"Yes," she whispered.

"Then—if you please—press the button!"

Slowly Joanne's right hand crept out, while the fingers of her left clung tighter to Aldous. She touched the button—thrust it over. A little cry that fell from between her tense lips told them she had done the work, and a silence like that of death fell on those who waited.

A half a minute—perhaps three quarters—and a shiver ran under their feet, but there was no sound; and then a black pall, darker than the night, seemed to rise up out of the mountain, and with that, a second later, came the explosion. There was a rumbling and a jarring, as if the earth were convulsed under foot; volumes of dense black smoke shot upward, and in another instant these rolling, twisting volumes of black became lurid, and an explosion like that of a thousand great guns rent the air. As fast as the eye could follow sheets of flame shot up out of the sea of smoke, climbing higher and higher, in lightning flashes, until the lurid tongues licked the air a quarter of a mile above the startled wilderness.
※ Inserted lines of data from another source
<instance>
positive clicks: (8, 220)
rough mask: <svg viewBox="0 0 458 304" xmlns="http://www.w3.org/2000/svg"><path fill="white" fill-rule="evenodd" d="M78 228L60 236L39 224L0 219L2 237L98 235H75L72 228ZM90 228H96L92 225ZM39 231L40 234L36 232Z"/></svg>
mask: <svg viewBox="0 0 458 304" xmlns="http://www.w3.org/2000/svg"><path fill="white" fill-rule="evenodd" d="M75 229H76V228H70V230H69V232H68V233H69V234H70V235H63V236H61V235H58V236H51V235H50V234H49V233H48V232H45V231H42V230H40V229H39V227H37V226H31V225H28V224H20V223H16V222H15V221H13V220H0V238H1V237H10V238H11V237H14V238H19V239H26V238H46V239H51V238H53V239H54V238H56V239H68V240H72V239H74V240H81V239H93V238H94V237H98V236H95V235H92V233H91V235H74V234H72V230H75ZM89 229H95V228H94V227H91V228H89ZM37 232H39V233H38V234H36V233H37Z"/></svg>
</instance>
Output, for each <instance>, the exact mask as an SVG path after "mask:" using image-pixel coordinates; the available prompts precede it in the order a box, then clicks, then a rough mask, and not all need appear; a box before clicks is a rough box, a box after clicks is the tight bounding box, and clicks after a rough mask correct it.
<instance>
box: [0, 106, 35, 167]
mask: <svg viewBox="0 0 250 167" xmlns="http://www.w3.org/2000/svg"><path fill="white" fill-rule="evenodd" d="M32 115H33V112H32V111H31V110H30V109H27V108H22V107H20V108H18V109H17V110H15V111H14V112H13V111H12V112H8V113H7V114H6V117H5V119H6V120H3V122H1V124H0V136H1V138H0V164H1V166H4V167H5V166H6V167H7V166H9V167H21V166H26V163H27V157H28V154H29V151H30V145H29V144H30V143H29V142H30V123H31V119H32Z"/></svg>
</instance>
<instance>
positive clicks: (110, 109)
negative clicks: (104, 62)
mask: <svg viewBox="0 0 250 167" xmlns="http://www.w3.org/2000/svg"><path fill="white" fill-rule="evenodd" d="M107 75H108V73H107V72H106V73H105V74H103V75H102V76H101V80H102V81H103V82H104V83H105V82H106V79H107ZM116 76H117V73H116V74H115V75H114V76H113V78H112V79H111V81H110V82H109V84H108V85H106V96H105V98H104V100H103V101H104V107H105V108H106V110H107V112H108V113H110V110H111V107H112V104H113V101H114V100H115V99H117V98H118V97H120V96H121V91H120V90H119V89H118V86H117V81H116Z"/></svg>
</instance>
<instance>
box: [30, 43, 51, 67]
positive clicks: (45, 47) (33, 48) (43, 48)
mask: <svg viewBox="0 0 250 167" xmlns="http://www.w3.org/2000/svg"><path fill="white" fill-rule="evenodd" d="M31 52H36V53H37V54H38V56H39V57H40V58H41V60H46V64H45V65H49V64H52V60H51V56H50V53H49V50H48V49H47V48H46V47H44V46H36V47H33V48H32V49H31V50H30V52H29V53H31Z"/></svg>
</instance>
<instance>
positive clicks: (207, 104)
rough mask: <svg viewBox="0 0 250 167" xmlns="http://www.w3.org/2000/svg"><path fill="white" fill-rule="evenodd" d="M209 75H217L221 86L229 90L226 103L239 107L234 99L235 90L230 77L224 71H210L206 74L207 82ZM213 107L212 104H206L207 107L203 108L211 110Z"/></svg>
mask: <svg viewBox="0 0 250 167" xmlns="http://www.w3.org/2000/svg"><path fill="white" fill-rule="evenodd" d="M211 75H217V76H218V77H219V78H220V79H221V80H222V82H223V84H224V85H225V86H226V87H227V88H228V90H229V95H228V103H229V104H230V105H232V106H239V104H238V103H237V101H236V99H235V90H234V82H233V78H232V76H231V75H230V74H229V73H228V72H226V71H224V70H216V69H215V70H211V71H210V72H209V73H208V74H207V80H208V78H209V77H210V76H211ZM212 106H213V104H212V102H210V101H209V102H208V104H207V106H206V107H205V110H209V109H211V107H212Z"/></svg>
Explosion followed explosion, some of them coming in hollow, reverberating booms, others sounding as if in midair. Unseen by the watchers, the heavens were filled with hurtling rocks; solid masses of granite ten feet square were thrown a hundred feet away; rocks weighing a ton were hurled still farther, as if they were no more than stones flung by the hands of a giant; chunks that would have crashed from the roof to the basement of a skyscraper dropped a third of a mile away. For three minutes the frightful convulsions continued, and the tongues of flame leaped into the night. Then the lurid lights died out, shorter and shorter grew the sullen flashes, and then again fell—silence!

During those appalling moments, unconscious of the act, Joanne had shrank close to Aldous, so that he felt the soft crush of her hair and the swift movement of her bosom. Blackton's voice brought them back to life.

He laughed, and it was the laugh of a man who had looked upon work well done.

"It has done the trick," he said. "To-morrow we will come and see. And I have changed my plans about Coyote Number Twenty-eight. Hutchins, the superintendent, is passing through in the afternoon, and I want him to see it." He spoke now to a man who had come up out of the darkness. "Gregg, have Twenty-eight ready at four o'clock to-morrow afternoon—four o'clock—sharp!"

Then he said:

"Dust and a bad smell will soon be settling about us. Come, let's go home!"

And as they went back to the buckboard wagon through the gloom John Aldous still held Joanne's hand in his own, and she made no effort to take it from him.